Я смотрел на него с невольным и неудержимым сожалением, которое происходило оттого, что я знал другие вещи, которых он не знал; а вместе с тем, для него они были еще важнее, чем для меня. Я видел по всему – по тому, что это было у нее не в первый раз, и потому, что я очень хорошо знал Ольгу, что такое выражение ласковости на ее лице бывало у нее либо в первые, либо в последние дни ее романа, – у меня были все основания думать, что это были именно последние дни. Я знал, что в одно прекрасное утро, совсем на днях, может быть завтра, может быть через неделю, она уедет одна, и он останется здесь в Ницце, как неподвижный предмет, как дом, из которого выехали, и не будет знать, где она; а через несколько дней получит короткую открытку из другой страны; там будет несколько небрежно-ласковых строк – и больше никогда ни при каких условиях не повторится то, что предшествовало этому отъезду и в чем не было ничего, что могло бы его объяснить.
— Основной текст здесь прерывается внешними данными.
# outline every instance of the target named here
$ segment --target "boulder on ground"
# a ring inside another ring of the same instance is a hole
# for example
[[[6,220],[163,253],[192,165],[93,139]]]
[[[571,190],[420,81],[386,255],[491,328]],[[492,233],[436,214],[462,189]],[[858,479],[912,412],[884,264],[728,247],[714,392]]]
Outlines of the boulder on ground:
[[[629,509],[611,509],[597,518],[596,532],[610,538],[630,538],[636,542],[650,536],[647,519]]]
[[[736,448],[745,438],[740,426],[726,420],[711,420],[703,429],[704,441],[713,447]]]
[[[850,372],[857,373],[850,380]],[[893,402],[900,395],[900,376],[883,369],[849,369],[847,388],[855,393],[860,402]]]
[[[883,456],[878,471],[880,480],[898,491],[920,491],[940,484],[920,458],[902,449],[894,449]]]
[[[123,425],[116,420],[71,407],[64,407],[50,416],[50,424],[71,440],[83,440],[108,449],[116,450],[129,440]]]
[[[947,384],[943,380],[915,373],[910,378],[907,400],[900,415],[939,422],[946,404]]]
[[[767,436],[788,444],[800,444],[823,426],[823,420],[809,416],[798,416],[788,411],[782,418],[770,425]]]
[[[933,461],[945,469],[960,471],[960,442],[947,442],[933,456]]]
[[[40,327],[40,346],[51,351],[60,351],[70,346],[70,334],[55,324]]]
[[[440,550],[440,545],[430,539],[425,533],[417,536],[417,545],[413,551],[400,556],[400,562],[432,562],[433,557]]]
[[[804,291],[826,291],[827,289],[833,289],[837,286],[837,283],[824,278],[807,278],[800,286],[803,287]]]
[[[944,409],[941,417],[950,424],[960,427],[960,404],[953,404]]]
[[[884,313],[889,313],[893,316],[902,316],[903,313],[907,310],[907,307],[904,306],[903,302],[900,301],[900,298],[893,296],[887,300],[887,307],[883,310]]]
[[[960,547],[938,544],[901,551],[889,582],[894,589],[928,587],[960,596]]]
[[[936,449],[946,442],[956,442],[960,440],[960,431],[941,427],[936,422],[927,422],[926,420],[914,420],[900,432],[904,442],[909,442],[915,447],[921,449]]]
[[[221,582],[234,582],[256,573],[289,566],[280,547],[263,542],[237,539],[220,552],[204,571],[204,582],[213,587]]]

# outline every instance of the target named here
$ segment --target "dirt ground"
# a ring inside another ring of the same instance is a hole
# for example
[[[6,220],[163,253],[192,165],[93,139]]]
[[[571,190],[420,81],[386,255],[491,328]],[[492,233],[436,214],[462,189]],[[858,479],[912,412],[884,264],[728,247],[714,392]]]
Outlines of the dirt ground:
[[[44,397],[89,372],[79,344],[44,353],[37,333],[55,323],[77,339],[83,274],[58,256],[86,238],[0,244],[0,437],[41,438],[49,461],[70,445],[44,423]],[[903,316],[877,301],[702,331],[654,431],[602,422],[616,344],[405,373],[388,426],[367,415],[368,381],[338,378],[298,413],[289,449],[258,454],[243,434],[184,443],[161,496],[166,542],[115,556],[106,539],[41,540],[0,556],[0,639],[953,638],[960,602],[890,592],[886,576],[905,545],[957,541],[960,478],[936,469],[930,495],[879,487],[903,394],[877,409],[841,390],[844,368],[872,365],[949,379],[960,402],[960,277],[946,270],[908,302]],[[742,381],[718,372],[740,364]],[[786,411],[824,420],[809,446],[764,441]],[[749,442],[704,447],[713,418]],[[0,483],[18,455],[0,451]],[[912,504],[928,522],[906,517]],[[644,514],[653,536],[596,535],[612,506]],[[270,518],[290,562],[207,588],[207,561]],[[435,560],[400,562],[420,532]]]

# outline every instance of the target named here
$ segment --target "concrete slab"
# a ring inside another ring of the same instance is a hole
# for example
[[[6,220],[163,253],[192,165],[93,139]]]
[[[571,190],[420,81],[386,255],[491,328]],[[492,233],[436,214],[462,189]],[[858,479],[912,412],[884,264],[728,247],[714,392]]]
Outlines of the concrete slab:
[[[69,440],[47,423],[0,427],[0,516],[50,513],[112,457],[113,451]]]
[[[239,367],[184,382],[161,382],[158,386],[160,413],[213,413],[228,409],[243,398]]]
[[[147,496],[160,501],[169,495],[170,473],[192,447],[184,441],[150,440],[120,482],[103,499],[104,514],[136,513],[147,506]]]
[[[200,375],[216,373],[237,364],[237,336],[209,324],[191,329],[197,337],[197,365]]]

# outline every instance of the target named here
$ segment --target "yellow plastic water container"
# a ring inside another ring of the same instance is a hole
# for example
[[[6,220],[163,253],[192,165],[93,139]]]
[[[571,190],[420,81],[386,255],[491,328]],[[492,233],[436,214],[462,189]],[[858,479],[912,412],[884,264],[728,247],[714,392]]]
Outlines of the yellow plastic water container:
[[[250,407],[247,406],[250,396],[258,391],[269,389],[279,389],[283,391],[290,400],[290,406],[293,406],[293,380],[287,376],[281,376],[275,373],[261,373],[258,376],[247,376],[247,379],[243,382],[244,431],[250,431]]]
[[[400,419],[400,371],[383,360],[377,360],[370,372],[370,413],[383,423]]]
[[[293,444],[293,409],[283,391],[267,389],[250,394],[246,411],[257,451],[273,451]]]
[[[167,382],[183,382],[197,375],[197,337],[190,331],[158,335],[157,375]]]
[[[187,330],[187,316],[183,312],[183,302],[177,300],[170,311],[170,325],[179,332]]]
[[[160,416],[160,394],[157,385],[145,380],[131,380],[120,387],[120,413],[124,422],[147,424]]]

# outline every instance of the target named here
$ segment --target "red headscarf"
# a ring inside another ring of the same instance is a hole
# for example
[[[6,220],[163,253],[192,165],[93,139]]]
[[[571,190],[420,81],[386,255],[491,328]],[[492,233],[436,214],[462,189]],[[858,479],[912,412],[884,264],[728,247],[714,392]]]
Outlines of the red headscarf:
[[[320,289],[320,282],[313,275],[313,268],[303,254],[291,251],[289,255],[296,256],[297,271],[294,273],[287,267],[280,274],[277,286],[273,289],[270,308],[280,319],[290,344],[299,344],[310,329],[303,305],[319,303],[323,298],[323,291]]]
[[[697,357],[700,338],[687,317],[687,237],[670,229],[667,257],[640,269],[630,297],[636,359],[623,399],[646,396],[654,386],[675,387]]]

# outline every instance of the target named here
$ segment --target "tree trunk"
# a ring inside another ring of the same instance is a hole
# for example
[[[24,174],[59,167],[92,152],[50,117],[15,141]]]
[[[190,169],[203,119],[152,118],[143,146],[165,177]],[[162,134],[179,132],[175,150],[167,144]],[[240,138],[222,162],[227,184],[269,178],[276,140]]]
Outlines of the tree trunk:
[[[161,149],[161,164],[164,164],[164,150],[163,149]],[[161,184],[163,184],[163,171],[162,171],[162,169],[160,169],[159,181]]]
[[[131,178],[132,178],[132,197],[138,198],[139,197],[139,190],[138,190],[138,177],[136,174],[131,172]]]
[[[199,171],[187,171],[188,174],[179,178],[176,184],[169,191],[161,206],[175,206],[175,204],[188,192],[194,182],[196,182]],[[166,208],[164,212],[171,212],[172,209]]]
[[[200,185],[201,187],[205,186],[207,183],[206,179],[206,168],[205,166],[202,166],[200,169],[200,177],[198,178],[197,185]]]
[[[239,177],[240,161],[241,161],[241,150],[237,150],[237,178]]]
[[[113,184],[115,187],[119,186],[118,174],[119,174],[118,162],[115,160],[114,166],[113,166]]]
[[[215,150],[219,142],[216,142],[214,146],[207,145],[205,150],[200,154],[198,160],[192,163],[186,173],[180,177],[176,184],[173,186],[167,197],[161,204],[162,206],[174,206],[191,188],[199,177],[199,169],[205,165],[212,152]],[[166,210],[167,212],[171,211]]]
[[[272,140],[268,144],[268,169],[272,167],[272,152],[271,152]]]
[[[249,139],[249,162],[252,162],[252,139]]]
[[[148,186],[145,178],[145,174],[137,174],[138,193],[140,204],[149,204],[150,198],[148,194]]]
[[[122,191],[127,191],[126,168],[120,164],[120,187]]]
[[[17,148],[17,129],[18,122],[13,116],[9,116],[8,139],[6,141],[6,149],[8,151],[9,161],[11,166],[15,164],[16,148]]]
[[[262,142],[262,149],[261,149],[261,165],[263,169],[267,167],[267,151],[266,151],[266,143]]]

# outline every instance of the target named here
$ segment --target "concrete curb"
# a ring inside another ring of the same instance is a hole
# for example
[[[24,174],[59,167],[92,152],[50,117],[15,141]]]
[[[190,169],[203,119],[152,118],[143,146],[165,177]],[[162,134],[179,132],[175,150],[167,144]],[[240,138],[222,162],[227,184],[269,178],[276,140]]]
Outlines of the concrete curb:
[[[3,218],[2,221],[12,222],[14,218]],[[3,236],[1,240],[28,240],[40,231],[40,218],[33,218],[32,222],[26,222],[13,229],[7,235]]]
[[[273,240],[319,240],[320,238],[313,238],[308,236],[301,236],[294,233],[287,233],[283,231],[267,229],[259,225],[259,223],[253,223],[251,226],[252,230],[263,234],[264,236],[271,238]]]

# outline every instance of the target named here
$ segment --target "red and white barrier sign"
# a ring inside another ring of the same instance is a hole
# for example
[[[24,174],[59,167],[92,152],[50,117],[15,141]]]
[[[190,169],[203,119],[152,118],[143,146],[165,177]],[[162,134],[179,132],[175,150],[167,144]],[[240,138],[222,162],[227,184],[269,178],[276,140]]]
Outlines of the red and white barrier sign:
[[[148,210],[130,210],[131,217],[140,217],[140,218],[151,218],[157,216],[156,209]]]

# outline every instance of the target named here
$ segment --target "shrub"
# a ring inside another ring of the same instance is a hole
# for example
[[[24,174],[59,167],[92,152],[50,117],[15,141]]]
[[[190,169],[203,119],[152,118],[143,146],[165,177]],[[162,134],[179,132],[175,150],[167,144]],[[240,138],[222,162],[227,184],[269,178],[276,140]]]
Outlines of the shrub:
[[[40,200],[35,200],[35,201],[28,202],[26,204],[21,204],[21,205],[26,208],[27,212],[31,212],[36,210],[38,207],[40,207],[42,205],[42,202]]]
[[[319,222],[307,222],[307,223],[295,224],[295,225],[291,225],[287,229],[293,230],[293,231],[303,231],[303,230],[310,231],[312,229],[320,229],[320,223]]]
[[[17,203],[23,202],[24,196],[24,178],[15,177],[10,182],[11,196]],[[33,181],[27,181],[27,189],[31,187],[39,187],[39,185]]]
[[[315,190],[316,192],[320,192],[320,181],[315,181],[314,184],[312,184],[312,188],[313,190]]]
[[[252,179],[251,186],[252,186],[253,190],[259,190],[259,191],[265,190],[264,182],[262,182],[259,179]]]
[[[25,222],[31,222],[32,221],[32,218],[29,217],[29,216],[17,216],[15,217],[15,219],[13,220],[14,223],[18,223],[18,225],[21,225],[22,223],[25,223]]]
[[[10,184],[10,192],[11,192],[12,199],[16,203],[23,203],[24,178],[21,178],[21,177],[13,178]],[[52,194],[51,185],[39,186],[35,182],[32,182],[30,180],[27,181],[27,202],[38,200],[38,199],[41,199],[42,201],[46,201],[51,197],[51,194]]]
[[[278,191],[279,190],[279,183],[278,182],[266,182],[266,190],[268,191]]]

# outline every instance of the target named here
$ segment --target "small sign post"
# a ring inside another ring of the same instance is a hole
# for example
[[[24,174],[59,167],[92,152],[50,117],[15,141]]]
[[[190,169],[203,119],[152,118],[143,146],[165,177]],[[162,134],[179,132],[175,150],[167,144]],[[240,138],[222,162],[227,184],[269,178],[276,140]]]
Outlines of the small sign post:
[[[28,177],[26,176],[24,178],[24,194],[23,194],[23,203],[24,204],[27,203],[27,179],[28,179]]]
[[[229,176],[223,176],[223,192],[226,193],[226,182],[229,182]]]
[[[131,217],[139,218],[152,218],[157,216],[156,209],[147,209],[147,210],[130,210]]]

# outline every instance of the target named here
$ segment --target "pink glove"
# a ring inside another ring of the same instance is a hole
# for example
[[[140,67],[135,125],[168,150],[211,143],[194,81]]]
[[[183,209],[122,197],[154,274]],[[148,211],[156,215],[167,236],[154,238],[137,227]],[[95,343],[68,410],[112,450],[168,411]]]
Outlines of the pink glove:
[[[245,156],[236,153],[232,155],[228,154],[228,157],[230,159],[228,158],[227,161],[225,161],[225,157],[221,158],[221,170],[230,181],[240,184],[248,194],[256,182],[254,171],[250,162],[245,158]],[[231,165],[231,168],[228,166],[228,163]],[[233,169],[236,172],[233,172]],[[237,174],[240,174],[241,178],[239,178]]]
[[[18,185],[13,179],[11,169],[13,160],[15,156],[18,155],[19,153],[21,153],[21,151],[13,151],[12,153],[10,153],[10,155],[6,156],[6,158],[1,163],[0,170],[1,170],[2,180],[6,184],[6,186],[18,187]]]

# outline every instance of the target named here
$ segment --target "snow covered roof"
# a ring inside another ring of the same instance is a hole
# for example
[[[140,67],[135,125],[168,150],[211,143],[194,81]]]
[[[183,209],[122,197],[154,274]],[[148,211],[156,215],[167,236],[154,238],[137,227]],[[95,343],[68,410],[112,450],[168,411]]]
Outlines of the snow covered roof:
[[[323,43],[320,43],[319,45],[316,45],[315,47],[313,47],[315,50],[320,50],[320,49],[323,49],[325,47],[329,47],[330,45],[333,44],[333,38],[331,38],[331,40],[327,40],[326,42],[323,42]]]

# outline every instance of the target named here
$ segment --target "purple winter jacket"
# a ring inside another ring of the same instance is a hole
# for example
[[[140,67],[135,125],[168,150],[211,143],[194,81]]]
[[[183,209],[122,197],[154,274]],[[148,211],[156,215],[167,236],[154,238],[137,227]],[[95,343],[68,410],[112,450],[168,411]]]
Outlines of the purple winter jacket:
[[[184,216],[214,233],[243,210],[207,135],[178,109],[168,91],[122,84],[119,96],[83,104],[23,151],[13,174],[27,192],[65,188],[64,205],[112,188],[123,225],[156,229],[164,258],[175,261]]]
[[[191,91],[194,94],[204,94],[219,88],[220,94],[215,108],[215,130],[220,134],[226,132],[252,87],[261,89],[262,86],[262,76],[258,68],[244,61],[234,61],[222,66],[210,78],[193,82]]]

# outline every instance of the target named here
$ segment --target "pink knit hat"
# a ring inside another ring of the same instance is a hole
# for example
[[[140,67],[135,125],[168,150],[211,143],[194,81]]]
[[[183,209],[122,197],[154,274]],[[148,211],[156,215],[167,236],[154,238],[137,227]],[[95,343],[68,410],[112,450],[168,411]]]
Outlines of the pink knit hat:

Мне было досадно, что в силу непонятного смещения чувств – я не знаю, как назвать это иначе, – каждый раз, когда это происходило, я испытывал в ослабленной степени то, что испытывали те, кого Ольга действительно оставляла. Я все ждал, когда же наконец кому-нибудь удастся то, что не удалось мне; может быть, это <было> желание какой-то своеобразной мести, к которому я, однако, не считал себя способным, может быть – особенное отражение давнишней и, казалось бы, забытой обиды.
Ольга всегда отличала меня от других – и это объяснялось не только давней дружбой, с самых ранних лет, но еще и тем, что меня с ней соединяло одинаковое понимание многих вещей; только я с этим пониманием всегда боролся, она же не делала ничего, чтобы ему противостоять. Я знал всегда, в каждую минуту моей жизни, что все, происходящее сейчас, как бы оно ни было прекрасно и замечательно, характерно только для данного времени и в нем нет ничего, что бы позволяло предполагать возможность его длительного продолжения. Я знал, что люди, окружающие меня и которых я любил, через некоторое время станут мне чуждыми и далекими и на их месте будут другие, которые потом так же исчезнут, как их предшественники, и от них не останется ничего, кроме сожаления и неверных, искаженных временем воспоминаний. Думая об этом, я всегда испытывал непреодолимую печаль и старался жить так, как если бы я действительно не знал о неизбежности этого их скорого исчезновения. Но это было сильнее всего; и в сущности, я не имел никакого права упрекать Ольгу за тот самый недостаток, который в одинаковой степени был свойственен мне. Я только никогда не мог с ним примириться; мне казалось, что эта постоянная последовательность умирающих чувств есть нечто вроде тяжелого и мучительного душевного недомогания. Ольга знала все эти вещи так же хорошо, как и я, она только полагала, что если это так, то с этим не следует бороться, и в ее отношении к этому было что-то такое похожее на отношение к вечному движению времени года: весна, лето, осень, зима; что же можно иметь против этого неудержимого закона природы?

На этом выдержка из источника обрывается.